A student at Concord University worked through trauma by finding ways to express herself with art. She’s hoping a degree in art will help her teach others how to find the same freedom. But without the help of a new program at Concord, she may have quit school.
“It was a long hard life for awhile in my teenage years,” Concord student Sara Bibb said.
Bibb says she endured sexual assault, in addition to a turbulent home life as a kid, but she found a way to escape and express emotions through art.
“Growing up I would just draw and have fun with it,” Bibb said. “My room was filled little drawings. My artwork was very dark, but it was just a way to get rid of that negativity.”
Art helped, but Bibb says she still found herself turning to drugs and alcohol until she noticed the impact her behavior was having on loved ones.
“I have a step sister, and she started to look at me as a role model. I didn’t want to be a bad role model, so I wanted to change for that and for myself,” she said. “Because my parents weren’t ever proud of me for anything.
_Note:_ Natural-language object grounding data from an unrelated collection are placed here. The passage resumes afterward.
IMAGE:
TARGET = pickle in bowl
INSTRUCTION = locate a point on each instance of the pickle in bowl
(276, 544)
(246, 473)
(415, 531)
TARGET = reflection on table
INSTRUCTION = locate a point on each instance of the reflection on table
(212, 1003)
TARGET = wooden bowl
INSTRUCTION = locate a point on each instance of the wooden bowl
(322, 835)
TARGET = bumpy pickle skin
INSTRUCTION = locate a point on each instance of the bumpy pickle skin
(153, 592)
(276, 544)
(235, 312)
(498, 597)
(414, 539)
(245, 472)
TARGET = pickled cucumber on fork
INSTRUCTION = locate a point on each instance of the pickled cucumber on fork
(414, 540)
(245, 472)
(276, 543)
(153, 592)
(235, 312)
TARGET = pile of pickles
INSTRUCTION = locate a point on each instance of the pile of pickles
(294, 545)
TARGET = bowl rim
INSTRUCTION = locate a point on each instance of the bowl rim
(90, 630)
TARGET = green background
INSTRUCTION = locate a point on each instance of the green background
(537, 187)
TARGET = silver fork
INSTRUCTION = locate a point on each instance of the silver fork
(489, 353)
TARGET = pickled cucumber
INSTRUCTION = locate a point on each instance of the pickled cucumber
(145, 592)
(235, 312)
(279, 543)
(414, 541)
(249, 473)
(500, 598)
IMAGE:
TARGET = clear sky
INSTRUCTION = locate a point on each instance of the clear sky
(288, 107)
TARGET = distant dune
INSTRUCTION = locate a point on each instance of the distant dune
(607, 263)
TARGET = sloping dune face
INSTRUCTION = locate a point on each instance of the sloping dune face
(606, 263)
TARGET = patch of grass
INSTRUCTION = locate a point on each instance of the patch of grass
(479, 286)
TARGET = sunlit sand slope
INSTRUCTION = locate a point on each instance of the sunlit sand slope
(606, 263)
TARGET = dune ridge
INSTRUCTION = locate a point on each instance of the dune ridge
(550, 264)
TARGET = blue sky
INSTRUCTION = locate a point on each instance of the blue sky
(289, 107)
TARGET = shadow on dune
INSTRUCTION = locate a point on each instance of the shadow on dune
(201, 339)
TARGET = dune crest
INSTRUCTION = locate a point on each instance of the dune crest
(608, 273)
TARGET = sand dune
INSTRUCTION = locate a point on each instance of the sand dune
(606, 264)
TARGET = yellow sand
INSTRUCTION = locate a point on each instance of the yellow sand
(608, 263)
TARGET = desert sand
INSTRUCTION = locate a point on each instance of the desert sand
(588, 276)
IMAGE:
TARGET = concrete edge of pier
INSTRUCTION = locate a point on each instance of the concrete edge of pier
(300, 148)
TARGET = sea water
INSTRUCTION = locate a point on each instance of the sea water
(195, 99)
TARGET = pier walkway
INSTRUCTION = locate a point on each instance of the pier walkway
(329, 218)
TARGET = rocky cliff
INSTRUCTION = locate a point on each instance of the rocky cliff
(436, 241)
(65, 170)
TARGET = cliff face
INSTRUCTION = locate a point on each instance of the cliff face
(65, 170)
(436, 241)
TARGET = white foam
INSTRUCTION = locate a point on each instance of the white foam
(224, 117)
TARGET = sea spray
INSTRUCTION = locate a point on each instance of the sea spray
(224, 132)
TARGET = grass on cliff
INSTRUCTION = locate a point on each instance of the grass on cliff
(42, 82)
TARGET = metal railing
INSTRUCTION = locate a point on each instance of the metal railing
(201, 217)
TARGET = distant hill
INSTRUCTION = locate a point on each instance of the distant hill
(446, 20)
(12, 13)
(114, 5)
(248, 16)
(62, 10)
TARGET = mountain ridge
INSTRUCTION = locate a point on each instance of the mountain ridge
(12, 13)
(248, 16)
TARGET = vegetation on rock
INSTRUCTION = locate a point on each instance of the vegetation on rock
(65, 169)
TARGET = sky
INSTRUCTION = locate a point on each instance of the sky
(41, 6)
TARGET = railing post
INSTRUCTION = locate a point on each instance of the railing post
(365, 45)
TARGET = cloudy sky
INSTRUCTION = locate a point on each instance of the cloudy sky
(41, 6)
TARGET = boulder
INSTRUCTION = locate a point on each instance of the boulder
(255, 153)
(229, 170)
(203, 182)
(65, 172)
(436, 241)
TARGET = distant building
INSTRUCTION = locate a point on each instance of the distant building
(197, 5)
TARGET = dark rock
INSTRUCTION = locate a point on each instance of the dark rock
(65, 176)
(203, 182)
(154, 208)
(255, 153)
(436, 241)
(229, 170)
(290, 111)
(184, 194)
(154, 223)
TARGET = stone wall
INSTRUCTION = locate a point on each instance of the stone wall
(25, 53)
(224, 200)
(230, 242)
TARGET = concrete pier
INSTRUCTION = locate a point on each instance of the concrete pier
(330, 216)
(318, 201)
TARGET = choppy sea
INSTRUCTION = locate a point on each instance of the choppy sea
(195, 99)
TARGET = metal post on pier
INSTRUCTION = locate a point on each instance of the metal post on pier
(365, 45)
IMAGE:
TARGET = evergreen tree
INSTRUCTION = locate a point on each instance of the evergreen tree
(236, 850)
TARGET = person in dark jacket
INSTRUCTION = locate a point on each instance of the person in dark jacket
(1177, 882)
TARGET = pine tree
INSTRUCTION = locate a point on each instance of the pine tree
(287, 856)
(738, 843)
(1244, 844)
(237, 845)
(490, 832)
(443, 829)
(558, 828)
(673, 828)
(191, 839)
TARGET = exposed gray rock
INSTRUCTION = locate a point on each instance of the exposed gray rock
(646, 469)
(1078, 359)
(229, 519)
So I wanted them to be.”
Bibb decided to enroll in college to make her parents proud, to be a better role model for her sister, and to empower her passion for art.
But getting to school wasn’t always easy. For money, Bibb worked as a seasonal job during the summer as a zipline guide. But by December 2018, she began to run out of money.
“I messed up somewhere,” she said. “Right at the end I didn’t have enough to make it to the finals, and I was freaking out.”
One of her professors suggested Bibb visit the Academic Success Center to see if she qualified for assistance.
This fall about 55% Concord’s undergraduates received a Pell grant, which is given to students from families with low-income.
A survey on campus found that about 40% of students at Concord have dealt with food insecurities, so the Academic Success Center now runs a food pantry.
Just recently, Concord started what’s called the CU Gap Fund. It’s an emergency grant fund for students who find themselves in a financial situation that may lead to quitting school.
The timing was right for Sara Bibb. She needed help, in particular gas money, so she could make it to her classes.
“I just explained that I was having trouble affording the travels and I was desperate for help,” Bibb said.
Based on her application, Bibb was able to get the help she needed.
Bibb says she still has issues with her car, but she’s thankful for the support she found during the Fall semester. It’s something she hopes to pass on.
“I do want to help people express themselves and to be able to grow on their abilities,” Bibb said. “Don’t let people push you down and tell you can’t do art for a living. That’s what my dad always told me. I want to show you that I can.”
Bibb is still working towards earning a bachelor’s degree in Studio Arts by December 2018. She plans to continue her education and pursue a Master of Fine Arts.
Editor's note: This story has been modified to reflect the correct projected year of graduation as 2018 not 2019.